Mosley, who has been with the department since Oct. 16, 2000, and Michael Tucker were arrested in 2005 when Louisiana state police busted what appeared to be a dog-training facility. Surveillance video taken during the yearlong investigation shows Mosley training a dog on a treadmill for about 20 minutes, authorities said at the time. He also was observed drying one of the dogs and placing it in the back of a red Chevrolet truck.
A Caddo jury later acquitted him, and charges against Tucker later were dismissed by a judge.
Dogfighting is illegal in all 50 states and is a felony in 48 states, including Louisiana. Law enforcement agencies throughout the country continue to crack down on the illegal operations.

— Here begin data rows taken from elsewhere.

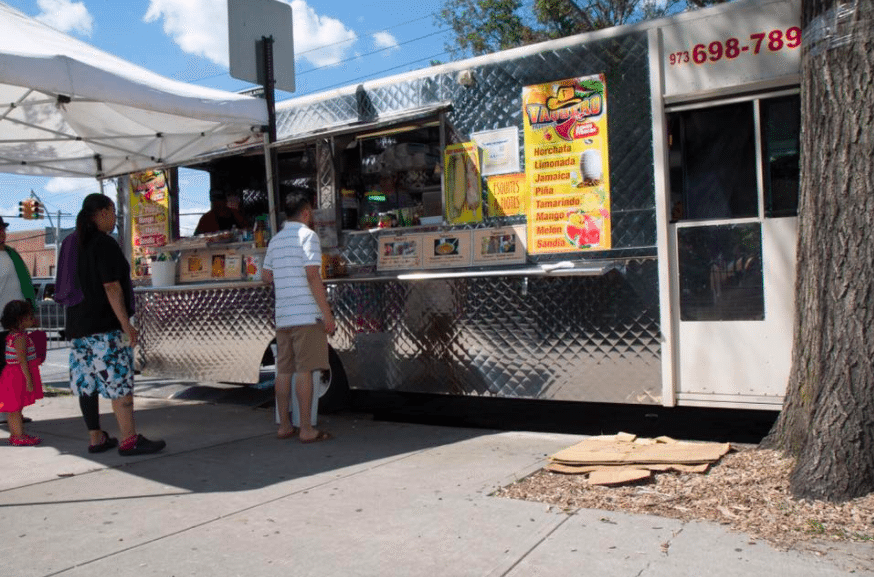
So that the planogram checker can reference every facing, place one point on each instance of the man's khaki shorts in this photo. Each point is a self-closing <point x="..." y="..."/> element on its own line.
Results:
<point x="301" y="349"/>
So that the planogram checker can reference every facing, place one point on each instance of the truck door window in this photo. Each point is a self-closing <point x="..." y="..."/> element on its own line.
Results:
<point x="713" y="156"/>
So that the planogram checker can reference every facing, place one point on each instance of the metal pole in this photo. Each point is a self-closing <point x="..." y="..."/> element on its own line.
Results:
<point x="271" y="157"/>
<point x="57" y="241"/>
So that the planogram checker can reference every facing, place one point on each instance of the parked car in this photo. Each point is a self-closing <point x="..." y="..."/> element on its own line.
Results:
<point x="49" y="314"/>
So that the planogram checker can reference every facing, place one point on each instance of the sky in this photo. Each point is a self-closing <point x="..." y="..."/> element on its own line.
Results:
<point x="336" y="43"/>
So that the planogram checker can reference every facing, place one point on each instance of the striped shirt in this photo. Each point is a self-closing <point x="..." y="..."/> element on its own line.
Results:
<point x="294" y="248"/>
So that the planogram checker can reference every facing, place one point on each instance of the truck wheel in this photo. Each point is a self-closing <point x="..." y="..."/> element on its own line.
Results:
<point x="333" y="387"/>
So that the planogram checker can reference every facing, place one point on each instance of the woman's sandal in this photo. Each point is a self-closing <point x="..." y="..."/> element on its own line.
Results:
<point x="24" y="441"/>
<point x="288" y="435"/>
<point x="108" y="443"/>
<point x="321" y="436"/>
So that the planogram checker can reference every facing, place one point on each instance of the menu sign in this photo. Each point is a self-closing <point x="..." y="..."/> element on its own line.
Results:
<point x="501" y="150"/>
<point x="399" y="252"/>
<point x="150" y="214"/>
<point x="446" y="250"/>
<point x="461" y="177"/>
<point x="566" y="165"/>
<point x="507" y="194"/>
<point x="504" y="245"/>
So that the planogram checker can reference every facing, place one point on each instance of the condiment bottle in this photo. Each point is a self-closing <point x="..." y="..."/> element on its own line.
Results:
<point x="259" y="232"/>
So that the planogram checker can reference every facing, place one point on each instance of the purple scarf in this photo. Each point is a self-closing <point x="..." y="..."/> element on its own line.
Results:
<point x="67" y="291"/>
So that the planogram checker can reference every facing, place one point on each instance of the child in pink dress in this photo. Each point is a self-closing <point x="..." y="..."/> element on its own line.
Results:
<point x="20" y="383"/>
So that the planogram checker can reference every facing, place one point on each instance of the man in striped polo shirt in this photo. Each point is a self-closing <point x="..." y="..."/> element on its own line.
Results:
<point x="303" y="316"/>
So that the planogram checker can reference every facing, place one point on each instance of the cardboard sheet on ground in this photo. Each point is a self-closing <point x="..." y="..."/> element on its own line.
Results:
<point x="624" y="458"/>
<point x="572" y="469"/>
<point x="606" y="451"/>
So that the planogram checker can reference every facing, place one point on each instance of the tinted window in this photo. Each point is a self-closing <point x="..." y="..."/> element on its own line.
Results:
<point x="781" y="129"/>
<point x="721" y="273"/>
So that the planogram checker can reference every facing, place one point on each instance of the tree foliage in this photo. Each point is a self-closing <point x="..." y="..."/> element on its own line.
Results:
<point x="484" y="26"/>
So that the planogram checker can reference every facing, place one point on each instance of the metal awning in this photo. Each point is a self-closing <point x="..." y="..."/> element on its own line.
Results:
<point x="69" y="109"/>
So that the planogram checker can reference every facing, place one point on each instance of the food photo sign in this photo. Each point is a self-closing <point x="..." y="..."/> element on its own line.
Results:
<point x="463" y="183"/>
<point x="505" y="245"/>
<point x="150" y="216"/>
<point x="446" y="250"/>
<point x="566" y="165"/>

Update 12/21/07: Mosley is charged with one count of dogfighting. He was booked into and released from Caddo Correctional Center after posting a $10,184 bond.
Mosley, is on paid leave, according to Chief Safety Officer Scott Wolverton. Mosley will be the subject of an internal investigation that will coincide with the criminal probe.
His arrest follows the seizure of 22 pitbull dogs from his property in the 3200 block of Junior Place in Shreveport. Caddo Animal Services also claimed as evidence a treadmill similar to those often used to build a dog's endurance, canine vitamins, amino acid and syringes.
No one was arrested initially after the search. Caddo Animal Services officers responded to Mosley's home after receiving an anonymous complaint. No one was home.
A warrant was issued for Mosley's arrest following veterinarian observation of one of the dogs, among other evidence, Parish Administrator Woody Wilson said. The Caddo Commission oversees Animal Services.
No other arrests are expected for now, Wilson said.
Animals Services said that at least four of the dogs seized show scars consistent with dogfighting.
Dogfighting is illegal in all 50 states and is a felony in 48 states, including Louisiana.